While there seems to be a misapprehension on the part of some members of the bench and bar as to the ruling made in Wilburn
v. State, 141 Ga. 510 (10) (81 S.E. 444), yet nothing was there held which is in conflict with the ruling here made. That case does not hold that the corpus delicti, or any element thereof, can be established solely by the confession. It specifically reiterates the doctrine heretofore set forth in the cases cited. It is there stated: "Of course, in order to prove the corpus delicti, there must be evidence showing it independently of the confession; but it does not follow that the confession can not be considered in connection with such independent or aliunde evidence in passing on the question as to whether the corpus delicti has been proved." The latter phrase of this quotation merely means that, where the corpus delicti has been established by independent evidence, in passing on the credibility or reasonableness of this independent evidence the jury may then consider the confession along with the independent evidence in determining whether the corpus delicti has been proved. In other words, where the corpus delicti has been prima facie established by independent evidence, the confession may then be considered by the jury, in addition thereto, in determining whether the corpus delicti has been satisfactorily proven.

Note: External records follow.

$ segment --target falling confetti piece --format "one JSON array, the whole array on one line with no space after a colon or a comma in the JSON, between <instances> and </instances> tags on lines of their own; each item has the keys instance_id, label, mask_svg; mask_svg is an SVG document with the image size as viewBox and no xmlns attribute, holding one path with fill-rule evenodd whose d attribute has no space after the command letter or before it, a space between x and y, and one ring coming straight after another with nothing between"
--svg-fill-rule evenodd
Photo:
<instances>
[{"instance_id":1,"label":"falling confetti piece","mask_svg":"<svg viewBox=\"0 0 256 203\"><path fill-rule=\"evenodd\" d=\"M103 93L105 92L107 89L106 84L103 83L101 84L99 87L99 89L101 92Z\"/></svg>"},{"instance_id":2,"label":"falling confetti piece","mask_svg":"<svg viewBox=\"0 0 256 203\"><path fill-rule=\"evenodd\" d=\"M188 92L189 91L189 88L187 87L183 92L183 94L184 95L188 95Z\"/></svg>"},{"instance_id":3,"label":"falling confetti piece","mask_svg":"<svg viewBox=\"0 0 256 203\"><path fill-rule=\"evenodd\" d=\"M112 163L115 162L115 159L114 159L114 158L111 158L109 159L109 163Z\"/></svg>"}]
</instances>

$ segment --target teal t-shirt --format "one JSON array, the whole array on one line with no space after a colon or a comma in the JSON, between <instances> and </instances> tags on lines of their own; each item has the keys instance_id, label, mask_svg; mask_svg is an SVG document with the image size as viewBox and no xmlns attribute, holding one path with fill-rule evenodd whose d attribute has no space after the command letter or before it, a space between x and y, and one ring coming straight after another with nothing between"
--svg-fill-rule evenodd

In the event of another trial of this case, certain questions raised in the amended motion for new trial will probably be again presented, so we now rule thereon.
2. The accused sought to introduce certain testimony as a dying declaration. The witness to establish it was Maggie Catlin. The testimony offered was that, as to the cause of the fire, the deceased stated: "He might have crossed his legs and knocked the lamp off. . . I don't know how I got burned unless I crossed my legs and knocked the lamp off." This testimony was admissible as a dying declaration. It was not merely a conclusion or opinion, as will be found in Kearney v. State, *Page 861 101 Ga. 803 (1) (29 S.E. 127, 65 Am. St. R. 344), and Sweat v.State, 107 Ga. 712 (1) (33 S.E. 422).
3. Exceptions are taken to the following portion of the charge: "The defendant has made a statement in this case, which he has a right to do under our law. This statement is not made under oath and the defendant can not be cross-examined unless he consents to be. You may believe this statement in preference to the sworn testimony in the case; you may believe all of it, part of it, or none of it; it is entirely with you as to the weight and credit you will give to the defendant's statement." The portion of the charge, "This statement is not made under oath and the defendant can not be cross-examined unless he consents to be," is excepted to on specific grounds. The exceptions are without merit. A charge in almost the identical language was held to be without error in Willingham v. State, 169 Ga. 142 (7) (149 S.E. 887). See also, in this connection, Roberts v.State, 189 Ga. 36 (1) (5 S.E.2d 340).
Judgment reversed. All the Justices concur.